Adem günah işlemedi diyen kimse

     “Adem günah işlemedi” diyen kimse Kur’an’ı yalanlamaktadır. Bu kimse tevbe etmeye davet edilir. Eğer tevbe etmezse öldürülür.

Çünkü yüce Allah şöyle buyuruyor:

(TÂHÂ suresi 121. ayet)

فَاَكَلَا مِنْهَا فَبَدَتْ لَهُمَا سَوْاٰتُهُمَا وَطَفِقَا يَخْصِفَانِ عَلَيْهِمَا مِنْ وَرَقِ الْجَنَّةِ وَعَصٰى اٰدَمُ رَبَّهُ فَغَوٰى 

Bunun üzerine onlar (Âdem ve eşi Havva) o ağacın meyvesinden yediler. Bu sebeple ayıp yerleri kendilerine göründü ve cennet yaprağından üzerlerine örtmeye başladılar. Âdem, Rabbine isyan etti ve yolunu şaşırdı. 

“Adem Rabbine asi olup yolunu şaşırdı.” (Taha, 121)

Masiyet (günah); şer’i bir emre aykırı davranmak demektir.

Allah’ın gönderdiği elçileri ve indirdiği kitapları aracılığıyla bildirdiği bir emrine karşı gelen kimse, asi, günahkâr olmuştur. Bu davranışı, Allah’ın kendisine yönelik takdir ve kazasının kapsamına girse de.

Ama yukarıdaki sözü söyleyenler, günahın Allah’ın kaderinin dışına çıkmak olduğunu sanıyorlar. Oysa Allah’ın takdirinin dışına çıkmak mümkün değildir.

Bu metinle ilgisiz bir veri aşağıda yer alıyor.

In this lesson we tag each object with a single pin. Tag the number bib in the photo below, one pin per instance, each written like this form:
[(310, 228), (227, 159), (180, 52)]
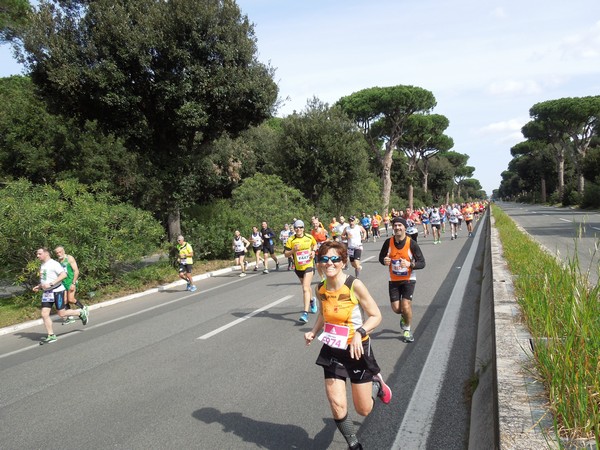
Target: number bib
[(397, 269), (303, 257), (336, 336)]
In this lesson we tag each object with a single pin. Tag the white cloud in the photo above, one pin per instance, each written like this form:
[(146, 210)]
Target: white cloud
[(499, 13), (515, 87), (584, 45), (504, 132)]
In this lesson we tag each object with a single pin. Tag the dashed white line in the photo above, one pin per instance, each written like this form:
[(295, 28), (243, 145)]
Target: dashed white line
[(241, 319)]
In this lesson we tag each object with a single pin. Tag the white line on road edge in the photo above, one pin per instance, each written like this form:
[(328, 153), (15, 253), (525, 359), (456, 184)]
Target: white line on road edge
[(117, 319), (415, 426), (241, 319)]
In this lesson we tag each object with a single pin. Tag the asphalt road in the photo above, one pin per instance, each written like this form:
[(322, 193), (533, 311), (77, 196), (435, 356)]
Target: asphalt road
[(565, 232), (226, 367)]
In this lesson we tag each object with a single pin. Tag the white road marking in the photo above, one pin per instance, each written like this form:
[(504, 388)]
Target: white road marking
[(241, 319), (415, 426), (161, 305)]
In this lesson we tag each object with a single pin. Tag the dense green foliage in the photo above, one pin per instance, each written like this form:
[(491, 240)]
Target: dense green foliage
[(553, 164), (98, 230), (169, 78), (382, 113), (44, 147)]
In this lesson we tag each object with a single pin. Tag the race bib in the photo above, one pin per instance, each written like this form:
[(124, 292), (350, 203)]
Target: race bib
[(303, 257), (397, 268), (335, 336)]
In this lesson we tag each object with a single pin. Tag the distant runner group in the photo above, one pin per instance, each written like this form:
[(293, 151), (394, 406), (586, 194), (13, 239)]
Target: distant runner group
[(346, 312)]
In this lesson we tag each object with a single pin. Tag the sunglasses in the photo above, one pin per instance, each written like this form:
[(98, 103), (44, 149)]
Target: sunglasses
[(333, 259)]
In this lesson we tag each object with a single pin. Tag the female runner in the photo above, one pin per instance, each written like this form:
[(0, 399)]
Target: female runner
[(346, 351)]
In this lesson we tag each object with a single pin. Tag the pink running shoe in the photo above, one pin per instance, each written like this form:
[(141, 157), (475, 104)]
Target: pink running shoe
[(385, 393)]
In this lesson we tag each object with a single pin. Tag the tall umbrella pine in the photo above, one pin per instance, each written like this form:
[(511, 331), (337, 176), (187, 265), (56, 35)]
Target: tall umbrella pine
[(381, 114)]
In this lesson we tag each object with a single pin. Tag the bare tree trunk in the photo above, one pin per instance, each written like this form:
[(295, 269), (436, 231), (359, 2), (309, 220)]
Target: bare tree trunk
[(386, 176), (174, 225), (581, 184), (561, 171), (543, 190)]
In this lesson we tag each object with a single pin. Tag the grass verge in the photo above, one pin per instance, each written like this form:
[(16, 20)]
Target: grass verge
[(21, 308), (562, 313)]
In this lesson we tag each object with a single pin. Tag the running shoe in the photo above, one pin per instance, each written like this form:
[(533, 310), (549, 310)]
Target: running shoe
[(402, 324), (385, 393), (84, 315), (48, 339), (69, 320)]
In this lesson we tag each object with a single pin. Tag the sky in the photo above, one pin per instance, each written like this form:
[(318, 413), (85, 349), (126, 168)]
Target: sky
[(486, 62)]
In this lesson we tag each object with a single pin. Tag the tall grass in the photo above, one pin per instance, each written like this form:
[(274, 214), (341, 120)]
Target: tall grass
[(562, 313)]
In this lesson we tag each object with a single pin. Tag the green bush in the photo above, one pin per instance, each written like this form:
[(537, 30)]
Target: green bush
[(209, 228), (591, 196), (97, 230)]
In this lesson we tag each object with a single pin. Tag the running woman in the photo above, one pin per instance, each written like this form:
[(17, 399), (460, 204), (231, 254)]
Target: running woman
[(256, 240), (346, 351)]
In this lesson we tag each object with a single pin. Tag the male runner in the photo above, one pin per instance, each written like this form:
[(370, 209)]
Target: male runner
[(51, 276), (186, 261), (70, 282), (403, 256)]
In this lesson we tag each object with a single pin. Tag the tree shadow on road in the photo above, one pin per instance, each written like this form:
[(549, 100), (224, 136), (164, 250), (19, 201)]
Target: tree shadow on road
[(268, 435)]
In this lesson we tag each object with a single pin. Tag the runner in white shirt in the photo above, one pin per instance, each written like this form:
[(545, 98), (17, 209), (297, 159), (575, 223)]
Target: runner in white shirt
[(454, 214), (355, 234), (51, 275), (436, 223)]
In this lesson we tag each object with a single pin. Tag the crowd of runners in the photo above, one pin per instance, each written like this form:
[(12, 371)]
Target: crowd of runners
[(346, 313)]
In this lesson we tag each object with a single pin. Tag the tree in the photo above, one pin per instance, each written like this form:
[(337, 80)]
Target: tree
[(423, 138), (461, 170), (533, 167), (567, 124), (44, 147), (103, 230), (382, 114), (321, 152), (167, 77)]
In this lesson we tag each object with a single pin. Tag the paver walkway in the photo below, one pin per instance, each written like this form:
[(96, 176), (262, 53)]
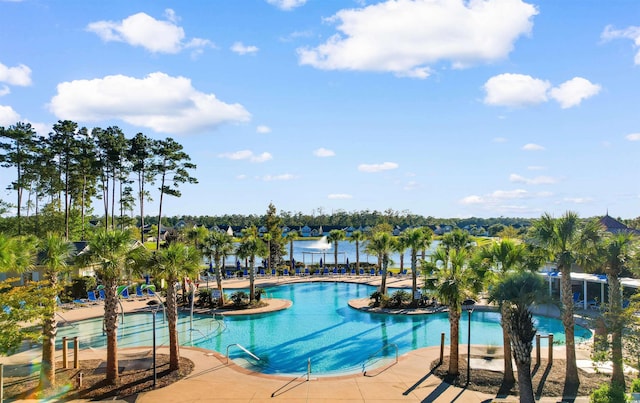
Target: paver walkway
[(213, 379)]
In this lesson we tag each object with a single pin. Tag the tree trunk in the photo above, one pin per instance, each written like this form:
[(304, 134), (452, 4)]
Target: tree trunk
[(172, 319), (48, 365), (414, 276), (358, 257), (383, 283), (252, 285), (454, 342), (219, 281), (508, 377), (615, 320), (111, 327), (525, 386), (571, 368), (160, 212)]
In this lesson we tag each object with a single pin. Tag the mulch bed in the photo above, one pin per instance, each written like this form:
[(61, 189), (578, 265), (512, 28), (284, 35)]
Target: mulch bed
[(548, 380), (136, 376)]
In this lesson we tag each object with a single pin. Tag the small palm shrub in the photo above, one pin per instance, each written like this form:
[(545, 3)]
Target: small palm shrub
[(608, 394), (238, 298), (399, 298)]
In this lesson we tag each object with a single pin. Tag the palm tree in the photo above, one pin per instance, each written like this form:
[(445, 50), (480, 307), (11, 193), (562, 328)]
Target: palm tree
[(417, 239), (451, 280), (566, 243), (113, 254), (357, 237), (335, 236), (216, 246), (197, 234), (382, 244), (267, 237), (54, 257), (172, 264), (505, 256), (251, 246), (515, 293), (616, 254), (290, 237)]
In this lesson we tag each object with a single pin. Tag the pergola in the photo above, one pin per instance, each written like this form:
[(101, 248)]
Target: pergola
[(585, 279)]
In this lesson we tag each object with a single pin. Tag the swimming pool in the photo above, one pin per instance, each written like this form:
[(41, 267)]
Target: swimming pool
[(319, 326)]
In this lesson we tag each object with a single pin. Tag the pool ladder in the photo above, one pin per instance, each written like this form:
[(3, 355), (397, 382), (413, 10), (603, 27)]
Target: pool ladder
[(243, 349), (381, 349)]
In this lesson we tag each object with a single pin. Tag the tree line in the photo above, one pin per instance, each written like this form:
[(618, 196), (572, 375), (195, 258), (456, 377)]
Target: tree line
[(64, 171)]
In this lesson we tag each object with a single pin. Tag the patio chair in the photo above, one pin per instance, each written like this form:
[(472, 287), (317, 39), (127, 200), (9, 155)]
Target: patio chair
[(140, 293), (91, 297)]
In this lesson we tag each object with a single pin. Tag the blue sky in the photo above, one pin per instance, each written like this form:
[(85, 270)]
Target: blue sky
[(446, 108)]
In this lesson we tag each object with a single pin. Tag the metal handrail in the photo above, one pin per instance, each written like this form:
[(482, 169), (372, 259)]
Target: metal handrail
[(243, 349), (364, 372)]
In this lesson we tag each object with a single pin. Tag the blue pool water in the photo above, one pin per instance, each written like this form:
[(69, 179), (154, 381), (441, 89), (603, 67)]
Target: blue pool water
[(319, 326)]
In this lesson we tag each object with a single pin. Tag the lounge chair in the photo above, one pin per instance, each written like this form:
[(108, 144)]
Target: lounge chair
[(91, 297), (124, 294), (577, 302), (140, 293)]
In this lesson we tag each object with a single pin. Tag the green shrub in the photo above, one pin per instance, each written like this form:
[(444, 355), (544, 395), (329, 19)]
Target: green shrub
[(81, 286), (400, 297), (608, 394), (238, 297)]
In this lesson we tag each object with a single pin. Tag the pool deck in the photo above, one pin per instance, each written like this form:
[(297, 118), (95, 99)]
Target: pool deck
[(213, 379)]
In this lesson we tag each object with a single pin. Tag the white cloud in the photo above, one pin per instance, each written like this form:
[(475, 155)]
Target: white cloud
[(572, 92), (143, 30), (408, 37), (323, 152), (19, 75), (247, 155), (632, 33), (385, 166), (241, 49), (339, 196), (282, 177), (262, 129), (515, 90), (411, 185), (538, 180), (287, 4), (578, 200), (532, 147), (158, 101), (8, 116), (501, 196)]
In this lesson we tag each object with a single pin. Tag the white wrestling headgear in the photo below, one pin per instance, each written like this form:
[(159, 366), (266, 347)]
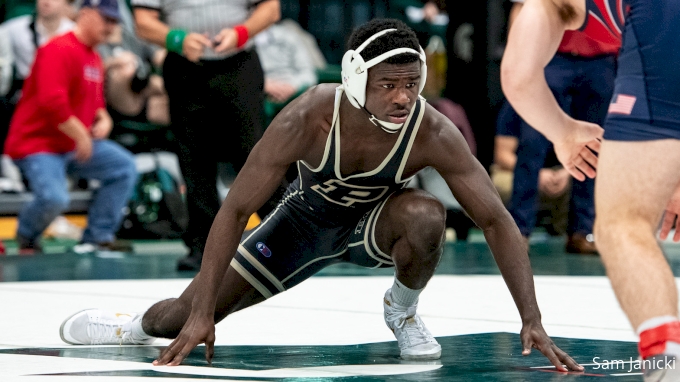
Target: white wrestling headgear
[(355, 75)]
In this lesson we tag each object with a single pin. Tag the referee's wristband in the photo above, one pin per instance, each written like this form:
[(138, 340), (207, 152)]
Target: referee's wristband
[(242, 34), (174, 40)]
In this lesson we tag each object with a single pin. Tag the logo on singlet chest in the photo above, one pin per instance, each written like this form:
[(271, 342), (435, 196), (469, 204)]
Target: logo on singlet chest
[(344, 194)]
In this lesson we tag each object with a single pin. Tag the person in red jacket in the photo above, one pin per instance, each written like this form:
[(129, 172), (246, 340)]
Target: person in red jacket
[(60, 127)]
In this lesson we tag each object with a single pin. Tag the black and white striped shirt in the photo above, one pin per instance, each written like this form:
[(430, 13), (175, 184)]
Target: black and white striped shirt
[(202, 16)]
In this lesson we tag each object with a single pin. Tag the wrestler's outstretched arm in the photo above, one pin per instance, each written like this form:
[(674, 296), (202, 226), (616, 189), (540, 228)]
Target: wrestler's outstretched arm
[(532, 42), (447, 152), (286, 140)]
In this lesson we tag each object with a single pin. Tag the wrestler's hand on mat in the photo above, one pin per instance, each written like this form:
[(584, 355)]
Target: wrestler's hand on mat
[(576, 151), (670, 216), (199, 329), (534, 336)]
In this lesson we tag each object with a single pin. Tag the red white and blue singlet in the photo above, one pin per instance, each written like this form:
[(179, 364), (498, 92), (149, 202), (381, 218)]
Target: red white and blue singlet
[(646, 100)]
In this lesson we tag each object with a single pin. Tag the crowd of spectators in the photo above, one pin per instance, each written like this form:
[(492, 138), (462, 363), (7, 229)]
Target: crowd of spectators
[(228, 79)]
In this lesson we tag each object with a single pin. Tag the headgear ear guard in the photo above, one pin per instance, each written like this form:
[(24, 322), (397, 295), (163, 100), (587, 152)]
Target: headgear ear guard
[(355, 69)]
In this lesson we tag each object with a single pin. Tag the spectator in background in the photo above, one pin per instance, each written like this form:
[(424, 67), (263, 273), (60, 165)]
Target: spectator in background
[(60, 126), (554, 181), (24, 35), (288, 65), (28, 33), (215, 85), (581, 76), (133, 91), (427, 18)]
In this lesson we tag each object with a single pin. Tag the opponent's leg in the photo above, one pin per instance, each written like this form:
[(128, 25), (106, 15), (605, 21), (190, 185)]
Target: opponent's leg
[(635, 181), (410, 228)]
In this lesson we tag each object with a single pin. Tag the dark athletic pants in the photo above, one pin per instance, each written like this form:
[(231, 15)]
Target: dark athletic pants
[(216, 108)]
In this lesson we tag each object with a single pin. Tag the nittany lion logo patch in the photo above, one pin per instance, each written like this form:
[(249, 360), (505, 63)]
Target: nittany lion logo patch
[(344, 194)]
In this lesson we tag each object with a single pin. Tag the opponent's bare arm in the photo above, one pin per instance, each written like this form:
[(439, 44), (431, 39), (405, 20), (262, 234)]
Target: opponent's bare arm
[(444, 148), (532, 42), (288, 138)]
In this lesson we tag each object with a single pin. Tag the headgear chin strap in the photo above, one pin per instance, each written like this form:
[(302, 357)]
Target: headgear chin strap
[(355, 76)]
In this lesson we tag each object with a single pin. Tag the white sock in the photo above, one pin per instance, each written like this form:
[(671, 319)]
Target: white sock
[(403, 295), (136, 328), (672, 348)]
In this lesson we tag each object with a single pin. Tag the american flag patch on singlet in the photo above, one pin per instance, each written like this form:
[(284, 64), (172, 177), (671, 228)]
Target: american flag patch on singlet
[(605, 19), (623, 104)]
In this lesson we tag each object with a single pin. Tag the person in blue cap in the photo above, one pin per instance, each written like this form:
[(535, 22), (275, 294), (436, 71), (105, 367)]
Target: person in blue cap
[(60, 127)]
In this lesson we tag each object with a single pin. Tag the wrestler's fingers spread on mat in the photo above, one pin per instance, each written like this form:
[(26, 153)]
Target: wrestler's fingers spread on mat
[(595, 145), (567, 360), (168, 353)]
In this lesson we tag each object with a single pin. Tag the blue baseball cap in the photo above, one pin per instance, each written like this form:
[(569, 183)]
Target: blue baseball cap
[(108, 8)]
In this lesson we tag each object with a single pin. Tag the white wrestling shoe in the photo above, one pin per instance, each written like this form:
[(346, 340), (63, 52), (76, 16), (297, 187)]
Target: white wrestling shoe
[(98, 327), (661, 368), (415, 341)]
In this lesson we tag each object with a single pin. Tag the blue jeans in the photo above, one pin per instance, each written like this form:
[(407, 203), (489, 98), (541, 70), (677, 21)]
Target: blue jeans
[(110, 164), (583, 87)]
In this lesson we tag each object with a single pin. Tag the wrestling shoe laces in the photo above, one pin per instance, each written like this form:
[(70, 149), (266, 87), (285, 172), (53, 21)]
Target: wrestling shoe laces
[(415, 341), (103, 332), (96, 327)]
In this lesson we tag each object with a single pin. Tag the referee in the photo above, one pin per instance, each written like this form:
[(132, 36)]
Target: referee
[(215, 84)]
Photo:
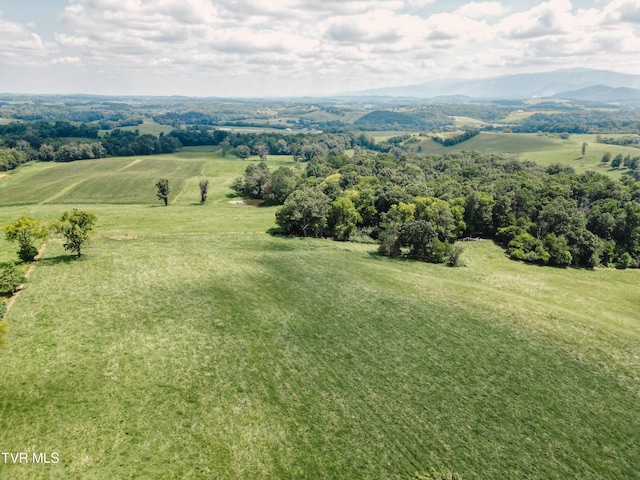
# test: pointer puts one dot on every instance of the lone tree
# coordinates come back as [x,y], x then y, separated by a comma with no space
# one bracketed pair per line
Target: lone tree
[204,188]
[243,152]
[163,190]
[26,231]
[76,226]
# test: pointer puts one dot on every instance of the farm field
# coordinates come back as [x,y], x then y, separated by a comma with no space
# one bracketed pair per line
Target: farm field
[542,149]
[188,343]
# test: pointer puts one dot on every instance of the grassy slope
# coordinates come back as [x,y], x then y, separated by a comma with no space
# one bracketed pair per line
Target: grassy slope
[189,344]
[545,150]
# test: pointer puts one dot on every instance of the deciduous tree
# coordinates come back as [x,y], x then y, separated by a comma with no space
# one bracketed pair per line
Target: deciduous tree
[26,231]
[204,189]
[163,190]
[76,227]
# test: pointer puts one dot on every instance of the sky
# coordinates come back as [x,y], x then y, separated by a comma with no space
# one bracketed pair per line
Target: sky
[255,48]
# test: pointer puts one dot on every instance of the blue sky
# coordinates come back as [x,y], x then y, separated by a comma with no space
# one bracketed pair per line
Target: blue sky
[298,47]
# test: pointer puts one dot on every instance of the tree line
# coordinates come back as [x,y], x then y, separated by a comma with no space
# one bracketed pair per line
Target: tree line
[418,206]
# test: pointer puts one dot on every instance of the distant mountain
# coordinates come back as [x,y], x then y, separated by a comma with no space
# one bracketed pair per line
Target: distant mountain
[521,86]
[602,93]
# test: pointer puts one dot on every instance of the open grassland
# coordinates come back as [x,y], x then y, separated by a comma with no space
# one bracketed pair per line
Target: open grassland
[149,126]
[542,149]
[187,343]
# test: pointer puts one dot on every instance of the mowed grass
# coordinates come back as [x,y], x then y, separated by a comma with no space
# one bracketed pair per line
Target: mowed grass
[187,343]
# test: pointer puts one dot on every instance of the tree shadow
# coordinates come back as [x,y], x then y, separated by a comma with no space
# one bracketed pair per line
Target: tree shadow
[49,261]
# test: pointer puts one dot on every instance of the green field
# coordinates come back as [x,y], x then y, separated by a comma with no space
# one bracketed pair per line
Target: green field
[542,149]
[187,343]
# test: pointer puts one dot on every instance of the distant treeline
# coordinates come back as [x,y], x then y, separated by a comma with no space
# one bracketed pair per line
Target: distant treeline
[580,122]
[422,119]
[455,139]
[64,141]
[626,140]
[418,206]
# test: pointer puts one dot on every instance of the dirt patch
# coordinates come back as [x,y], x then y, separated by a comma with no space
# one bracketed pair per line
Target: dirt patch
[249,201]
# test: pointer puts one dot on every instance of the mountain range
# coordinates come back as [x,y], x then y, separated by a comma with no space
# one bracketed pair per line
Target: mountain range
[582,83]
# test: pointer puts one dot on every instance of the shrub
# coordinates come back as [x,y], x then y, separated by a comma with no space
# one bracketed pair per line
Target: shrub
[454,257]
[10,278]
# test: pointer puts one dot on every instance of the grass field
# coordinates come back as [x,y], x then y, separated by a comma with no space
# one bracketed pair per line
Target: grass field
[542,149]
[149,126]
[187,343]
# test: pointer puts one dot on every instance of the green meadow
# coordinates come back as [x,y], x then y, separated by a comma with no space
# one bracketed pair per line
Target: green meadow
[187,343]
[544,149]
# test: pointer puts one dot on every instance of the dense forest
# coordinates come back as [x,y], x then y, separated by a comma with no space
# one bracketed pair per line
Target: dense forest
[418,206]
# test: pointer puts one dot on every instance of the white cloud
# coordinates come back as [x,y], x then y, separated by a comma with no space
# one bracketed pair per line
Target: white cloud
[296,46]
[481,10]
[19,44]
[549,18]
[66,61]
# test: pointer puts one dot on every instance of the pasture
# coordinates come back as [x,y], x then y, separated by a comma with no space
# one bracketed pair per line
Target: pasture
[188,343]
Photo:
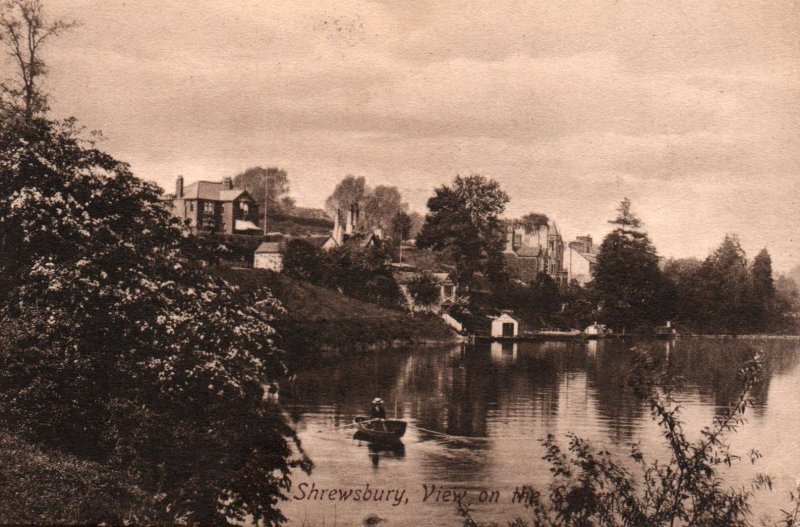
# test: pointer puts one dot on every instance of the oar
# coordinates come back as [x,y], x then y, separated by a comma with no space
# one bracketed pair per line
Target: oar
[345,426]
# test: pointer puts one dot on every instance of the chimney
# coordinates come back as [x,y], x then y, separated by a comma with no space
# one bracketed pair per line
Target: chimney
[348,226]
[337,228]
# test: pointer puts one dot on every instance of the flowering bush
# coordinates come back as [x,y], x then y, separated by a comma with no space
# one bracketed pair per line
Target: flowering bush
[119,348]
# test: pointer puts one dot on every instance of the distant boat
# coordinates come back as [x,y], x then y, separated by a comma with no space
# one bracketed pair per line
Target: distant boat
[665,332]
[380,430]
[596,331]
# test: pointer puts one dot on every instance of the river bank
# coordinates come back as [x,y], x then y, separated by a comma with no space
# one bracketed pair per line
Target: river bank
[321,324]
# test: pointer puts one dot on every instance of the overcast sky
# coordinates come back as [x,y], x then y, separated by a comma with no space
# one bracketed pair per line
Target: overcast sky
[690,108]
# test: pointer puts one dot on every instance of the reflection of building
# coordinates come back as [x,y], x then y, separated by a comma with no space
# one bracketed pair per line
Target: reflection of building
[581,260]
[533,250]
[215,207]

Çünkü mahlûkattan hiç kimse Allah’ın belirlediği kaderin dışına çıkamaz. 

Eğer günah, yalnızca kaderin dışına çıkmaktan ibaret olsa, o zaman İblis, Firavun, Nuh’un kavmi, Ad ve Semud kavimleri ve bütün kâfirler asi ve günahkâr sayılmazlar. 

Çünkü onlar da her ne yapıp etmişlerse Allah’ın kaderi dahilinde yapmışlardır. 

Aslında böyle birine dayak atıp aşağılamak gerekir. Kendisine yönelik olarak sergilenen bu davranışı zulüm olarak nitelendirecek olursa, ona denilmeli ki:

“Sana bu zulmü yapan kişinin bir günahı yoktur. Çünkü o da diğer mahlûkat gibi Allah’ın kaderinin içinde hareket ediyor.”

Kısacası bunu söyleyen kişi çelişkiler içindedir, bir halde karar kılamaz.